L’indagine della Procura di Aosta, avviata dall’individuazione di alcuni pezzi in un supermercato valdostano, riguarda produttore e distributore del prodotto, di Modena e Perugia. La certificazione delle proprietà effettuata da un’azienda turca, già emersa in inchieste.
Una mascherina FFP2 (foto d'archivio).
Cronaca

Circa 500mila mascherine facciali, modello FFP2, sono state sequestrate negli scorsi giorni dal Gruppo Aosta della Guardia di finanza a seguito delle perquisizioni disposte, in Valle e nelle province di Modena e Perugia, nell’ambito di un’indagine della Procura della Repubblica di Aosta. L’ipotesi di reato alla base del fascicolo è la vendita di prodotti industriali con segni mendaci.

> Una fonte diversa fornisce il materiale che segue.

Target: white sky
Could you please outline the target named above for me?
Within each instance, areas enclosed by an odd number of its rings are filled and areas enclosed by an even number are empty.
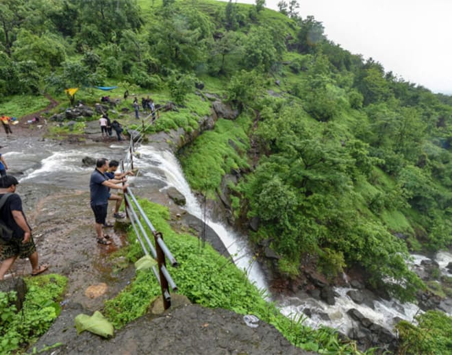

Effettuando i controlli periodici negli esercizi valdostani sul rispetto delle disposizioni del codice del consumo – mirati in particolare, visto il periodo di emergenza Covid-19, ai prodotti rientranti tra i dispositivi di protezione individuale – i finanzieri avevano individuato alcune mascherine dal valore di penetrazione del materiale filtrante superiore di oltre sei volte il limite stabilito dalla legge, pertanto non sufficiente a tutelare la salute.

Il rivenditore, risultato in regola, ha fornito la documentazione di acquisto relativa a quel particolare modello di mascherina FFP2, che riporta la marcatura “CE2163”. Le “Fiamme Gialle” sono così risalite al distributore (con sede nel perugino) e al produttore del dispositivo (nel modenese), scoprendo che la certificazione delle proprietà del prodotto era stata effettuata da un’azienda turca, particolarmente nota per la rapidità nei tempi di rilascio e già emersa in inchieste similari.

Sono scattati così gli approfondimenti mirati a ricostruire l’intera filiera di distribuzione del manufatto, sulla base dei quali il pm Manlio D’Ambrosi, titolare del fascicolo, ha richiesto il decreto di perquisizione poi eseguito dai finanzieri. La maggioranza delle circa 500mila mascherine individuate era giacente nei depositi della ditta produttrice. L’intero quantitativo sequestrato non raggiungerà così il mercato, evitando la vendita di dispositivi ritenuti dagli inquirenti non sicuri per la salute.